Hawaii’s 58 Chevron gas stations will sport the Texaco logo. The companies would not reveal the sale price.
Island Energy Services LLC, a subsidiary of New York-based One Rock, will own and operate the facilities. Island Energy said the company will be headquartered in Kapolei and managed locally.
Island Energy Services said 99 percent of the Hawaii-based team members who were employed by Chevron “accepted offers from Island Energy to remain with the company.”
One Rock said in April, when the sale was announced, that none of Chevron Hawaii’s 300 employees would lose their jobs due to the sale.
Hawaii’s only other refinery was sold in 2013 when Houston-based Par Petroleum Corp. purchased it from Tesoro, along with Tesoro’s chain of 31 gas stations and other assets.
Island Energy said it plans to expand the business and has already begun to hire additional employees.
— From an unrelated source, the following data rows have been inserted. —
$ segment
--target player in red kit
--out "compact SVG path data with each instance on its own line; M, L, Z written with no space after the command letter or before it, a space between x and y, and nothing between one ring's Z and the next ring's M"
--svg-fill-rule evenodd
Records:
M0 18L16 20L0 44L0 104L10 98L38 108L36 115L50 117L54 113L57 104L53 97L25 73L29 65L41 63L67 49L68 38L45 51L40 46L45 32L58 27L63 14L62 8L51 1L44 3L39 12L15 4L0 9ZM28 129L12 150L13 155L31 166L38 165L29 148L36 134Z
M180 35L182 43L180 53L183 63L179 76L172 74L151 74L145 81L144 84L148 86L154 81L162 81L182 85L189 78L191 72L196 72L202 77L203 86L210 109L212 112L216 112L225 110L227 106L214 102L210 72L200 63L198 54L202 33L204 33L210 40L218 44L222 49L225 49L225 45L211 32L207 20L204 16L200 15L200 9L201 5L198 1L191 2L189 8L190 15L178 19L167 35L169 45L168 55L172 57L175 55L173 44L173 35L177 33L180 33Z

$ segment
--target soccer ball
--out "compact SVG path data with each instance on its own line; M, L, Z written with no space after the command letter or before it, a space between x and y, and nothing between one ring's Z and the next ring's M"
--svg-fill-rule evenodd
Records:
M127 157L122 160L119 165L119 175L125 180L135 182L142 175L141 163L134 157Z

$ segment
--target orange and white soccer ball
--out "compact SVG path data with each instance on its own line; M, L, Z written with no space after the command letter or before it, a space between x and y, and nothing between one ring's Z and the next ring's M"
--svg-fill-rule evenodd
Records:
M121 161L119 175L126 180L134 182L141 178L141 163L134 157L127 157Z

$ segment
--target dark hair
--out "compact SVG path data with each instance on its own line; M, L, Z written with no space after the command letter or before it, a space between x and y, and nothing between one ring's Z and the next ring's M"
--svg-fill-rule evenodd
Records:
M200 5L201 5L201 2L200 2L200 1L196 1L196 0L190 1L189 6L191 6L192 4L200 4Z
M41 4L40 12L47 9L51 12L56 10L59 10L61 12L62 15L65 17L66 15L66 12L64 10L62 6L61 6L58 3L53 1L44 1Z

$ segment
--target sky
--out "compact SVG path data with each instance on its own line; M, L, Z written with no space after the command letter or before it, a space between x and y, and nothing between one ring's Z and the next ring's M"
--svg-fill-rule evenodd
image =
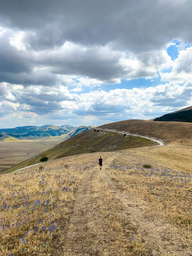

The Chevron-based gas stations will be converted to the Texaco brand when the transaction is finalized. There were 15 Texaco gas stations in Hawaii in 1998 when Texaco formed a joint venture with Shell and the Texaco stations were changed to Shell stations. Chevron and Texaco merged in 2001.
There will be no changes to Chevron’s customer loyalty program or the credit card program. Island Energy said customers will still be able to use their Chevron credit card after the stations change to Texaco. The existing Safeway-Chevron loyalty program will become a Safeway-Texaco loyalty program.
This is the first Hawaii investment for the New York-based capital investment firm.